Which option is faster...

Mon Aug 5 10:09:32 PDT 2013

On Monday, 5 August 2013 at 17:04:36 UTC, monarch_dodra wrote:
> On Monday, 5 August 2013 at 15:18:42 UTC, John Colvin wrote:
>>
>> better:
>>
>> foreach (...)
>> {
>>    auto tmp = std.string.tolower(fext[0]);
>>    if(tmp == "doc" || tmp == "docx"
>>       || tmp == "xls" || tmp == "xlsx"
>>       || tmp == "ppt" || tmp == "pptx")
>>    {
>>        continue;
>>    }
>> }
>>
>> but still not super-fast as (unless the compiler is very 
>> clever) it still means multiple passes over tmp.

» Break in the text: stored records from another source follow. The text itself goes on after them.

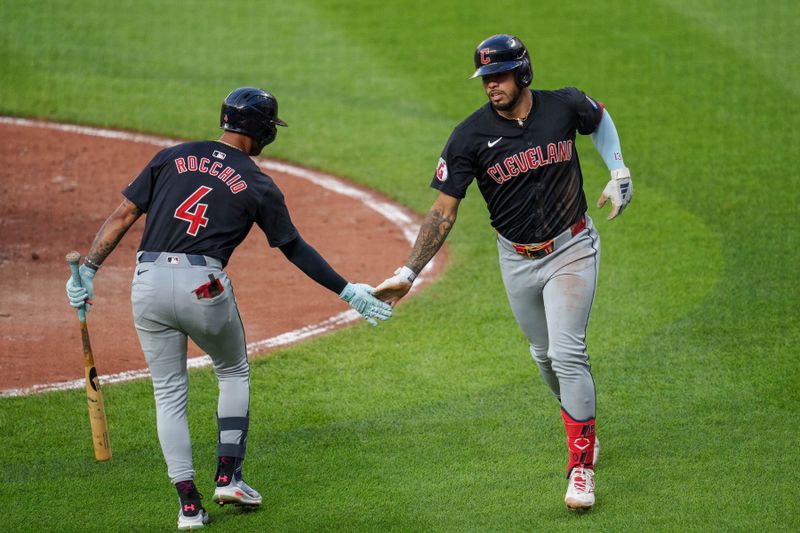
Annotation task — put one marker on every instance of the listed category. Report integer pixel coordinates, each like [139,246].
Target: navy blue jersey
[203,198]
[529,175]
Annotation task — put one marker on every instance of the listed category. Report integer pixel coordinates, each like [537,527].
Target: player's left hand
[81,295]
[619,190]
[394,288]
[360,297]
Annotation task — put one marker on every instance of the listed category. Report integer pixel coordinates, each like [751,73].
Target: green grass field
[438,420]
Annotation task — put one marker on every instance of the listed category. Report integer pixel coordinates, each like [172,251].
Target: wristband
[620,173]
[407,273]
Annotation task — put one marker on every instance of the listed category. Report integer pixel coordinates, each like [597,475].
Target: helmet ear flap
[524,73]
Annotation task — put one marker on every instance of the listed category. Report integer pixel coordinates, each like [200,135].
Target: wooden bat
[94,396]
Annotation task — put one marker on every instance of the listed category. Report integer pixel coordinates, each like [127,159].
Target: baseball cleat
[596,451]
[192,515]
[580,491]
[195,521]
[237,492]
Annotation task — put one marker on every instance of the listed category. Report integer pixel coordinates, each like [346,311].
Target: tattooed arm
[432,233]
[111,232]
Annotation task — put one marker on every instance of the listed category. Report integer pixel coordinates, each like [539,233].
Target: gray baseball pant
[551,299]
[166,311]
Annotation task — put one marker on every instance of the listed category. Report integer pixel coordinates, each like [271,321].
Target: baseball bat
[94,396]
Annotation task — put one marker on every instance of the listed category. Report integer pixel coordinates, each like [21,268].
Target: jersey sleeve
[589,111]
[273,217]
[455,169]
[140,190]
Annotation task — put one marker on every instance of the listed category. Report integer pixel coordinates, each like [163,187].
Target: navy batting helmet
[501,53]
[252,112]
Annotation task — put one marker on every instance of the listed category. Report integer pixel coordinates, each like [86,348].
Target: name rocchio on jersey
[227,175]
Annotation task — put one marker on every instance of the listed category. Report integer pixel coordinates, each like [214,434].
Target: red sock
[580,442]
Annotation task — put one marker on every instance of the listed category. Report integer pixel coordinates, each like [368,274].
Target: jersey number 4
[194,212]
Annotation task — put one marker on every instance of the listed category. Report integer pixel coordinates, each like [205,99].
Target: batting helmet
[252,112]
[501,53]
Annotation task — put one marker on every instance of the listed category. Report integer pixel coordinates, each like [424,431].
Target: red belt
[537,251]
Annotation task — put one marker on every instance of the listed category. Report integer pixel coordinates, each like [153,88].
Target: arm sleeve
[307,259]
[606,140]
[588,111]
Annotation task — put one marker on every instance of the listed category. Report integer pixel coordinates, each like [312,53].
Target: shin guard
[580,442]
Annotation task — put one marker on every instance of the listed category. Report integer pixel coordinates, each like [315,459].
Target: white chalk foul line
[392,212]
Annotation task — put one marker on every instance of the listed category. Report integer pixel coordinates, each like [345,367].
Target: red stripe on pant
[580,441]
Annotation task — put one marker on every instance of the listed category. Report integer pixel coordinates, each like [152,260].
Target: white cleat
[192,522]
[596,451]
[580,491]
[237,492]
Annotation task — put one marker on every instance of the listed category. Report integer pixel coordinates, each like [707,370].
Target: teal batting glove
[360,298]
[81,295]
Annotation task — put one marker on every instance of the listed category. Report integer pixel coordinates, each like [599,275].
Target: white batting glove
[619,190]
[360,298]
[394,288]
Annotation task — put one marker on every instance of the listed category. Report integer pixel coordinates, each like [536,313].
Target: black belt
[537,251]
[150,257]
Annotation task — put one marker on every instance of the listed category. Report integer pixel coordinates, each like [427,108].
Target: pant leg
[217,329]
[568,296]
[524,286]
[164,349]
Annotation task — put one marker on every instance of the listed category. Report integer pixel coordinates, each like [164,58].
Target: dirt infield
[57,188]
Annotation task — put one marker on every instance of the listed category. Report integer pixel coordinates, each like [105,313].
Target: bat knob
[73,257]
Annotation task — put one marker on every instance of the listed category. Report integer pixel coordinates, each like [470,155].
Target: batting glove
[619,190]
[360,298]
[81,295]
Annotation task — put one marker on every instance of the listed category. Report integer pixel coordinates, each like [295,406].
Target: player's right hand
[394,288]
[81,295]
[619,190]
[360,297]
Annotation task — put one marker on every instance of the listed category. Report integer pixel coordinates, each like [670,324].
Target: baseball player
[201,199]
[520,146]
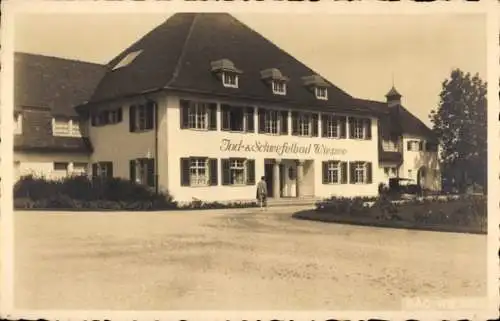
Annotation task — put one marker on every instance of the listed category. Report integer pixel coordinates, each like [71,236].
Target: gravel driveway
[234,259]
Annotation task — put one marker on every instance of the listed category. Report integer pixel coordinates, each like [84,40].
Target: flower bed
[458,214]
[83,194]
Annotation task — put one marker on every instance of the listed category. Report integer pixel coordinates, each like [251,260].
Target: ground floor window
[334,172]
[199,171]
[238,171]
[360,172]
[102,170]
[142,171]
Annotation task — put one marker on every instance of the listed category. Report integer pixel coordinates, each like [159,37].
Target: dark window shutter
[184,113]
[132,115]
[250,163]
[314,124]
[262,120]
[351,172]
[295,123]
[368,124]
[369,173]
[343,125]
[343,172]
[110,169]
[185,172]
[351,127]
[212,116]
[250,119]
[324,127]
[325,172]
[119,115]
[284,122]
[151,172]
[150,113]
[225,114]
[226,172]
[132,164]
[214,173]
[94,170]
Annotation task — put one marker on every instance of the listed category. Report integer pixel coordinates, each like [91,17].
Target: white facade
[302,166]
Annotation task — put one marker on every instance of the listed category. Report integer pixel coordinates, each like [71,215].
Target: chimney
[393,97]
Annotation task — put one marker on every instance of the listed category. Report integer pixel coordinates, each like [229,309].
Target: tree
[459,124]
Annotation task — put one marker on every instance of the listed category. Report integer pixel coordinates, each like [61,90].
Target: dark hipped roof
[55,83]
[178,54]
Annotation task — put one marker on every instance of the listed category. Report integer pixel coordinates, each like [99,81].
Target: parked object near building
[206,123]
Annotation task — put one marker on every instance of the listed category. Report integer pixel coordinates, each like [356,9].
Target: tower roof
[178,54]
[393,93]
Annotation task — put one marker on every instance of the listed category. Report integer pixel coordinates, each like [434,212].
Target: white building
[202,106]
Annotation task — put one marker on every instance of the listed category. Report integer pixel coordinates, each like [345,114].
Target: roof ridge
[178,66]
[57,58]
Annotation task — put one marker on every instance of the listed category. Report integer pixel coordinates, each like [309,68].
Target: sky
[361,54]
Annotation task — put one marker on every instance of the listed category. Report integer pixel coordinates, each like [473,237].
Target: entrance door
[268,173]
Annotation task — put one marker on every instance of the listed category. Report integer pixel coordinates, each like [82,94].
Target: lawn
[466,214]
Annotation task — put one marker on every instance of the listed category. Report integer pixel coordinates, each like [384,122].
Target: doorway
[268,173]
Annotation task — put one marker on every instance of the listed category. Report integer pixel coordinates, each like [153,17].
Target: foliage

Also, it 
>> converts the whole string to lower case even when it's not 
>> necessary.
>>
>> If you have large numbers of possible matches you will 
>> probably want to be clever with your data structures / 
>> algorithms. E.g.
>>
>> You could create a tree-like structure to quickly eliminate 
>> possibilities as you read successive letters. You read one 
>> character, follow the appropriate branch, check if there are 
>> any further branches, if not then no match and break. Else, 
>> read the next character and follow the appropriate branch and 
>> so on.... Infeasible for large (or even medium-sized) 
>> character-sets without hashing, but might be pretty fast for 
>> a-z and a large number of short strings.
>
> Arguably, you'd do even better with:
> foreach (...)
> {
>     auto tmp = std.string.tolower(fext[0]);
>     switch(tmp)
>     {
>         case "doc", "docx":
>         case "xls", "xlsx":
>         case "ppt", "pptx":
>             continue;
>         default:
>     }
> }
>
> Since it gives the compiler more wiggle room to optimize things 
> as it wishes. For example, it *could* (who knows :D !) 
> implement the switch as a hash table, or a tree.
>
> BTW, a very convenient "tree-like" structure that could be used 
> is a "heap": it is a basic binary tree, but stored inside an 
> array. You could build it during compilation, and then simply 
> search it.
>
> A possible optimization is to first switch on string length:
>
> foreach (...)
> {
>     auto tmp = std.string.tolower(fext[0]);
>     switch(tmp.length)
>     {
>         case 3:
>         switch(tmp)
>         {
>             case "doc", "xls", "ppt":
>                 continue;
>             default:
>         }
>         break;
>
>         case 4:
>         switch(tmp)
>         {
>             case "docx", "xlsx", "pptx":
>                 continue;
>             default:
>         }
>         break;
>
>         default:
>     }
> }
>
> That said, I'm not even sure this would be faster, so a bench 
> would be called for. Further more, I'd really be tempted to say 
> that at this point, we are in the realm of premature 
> optimization.

:-)  Now that's funny.  He he he he...
By the way, your coding makes sense.  For 100K plus files, it may 
not mean much, but we are thinking that this amount will be only 
growing.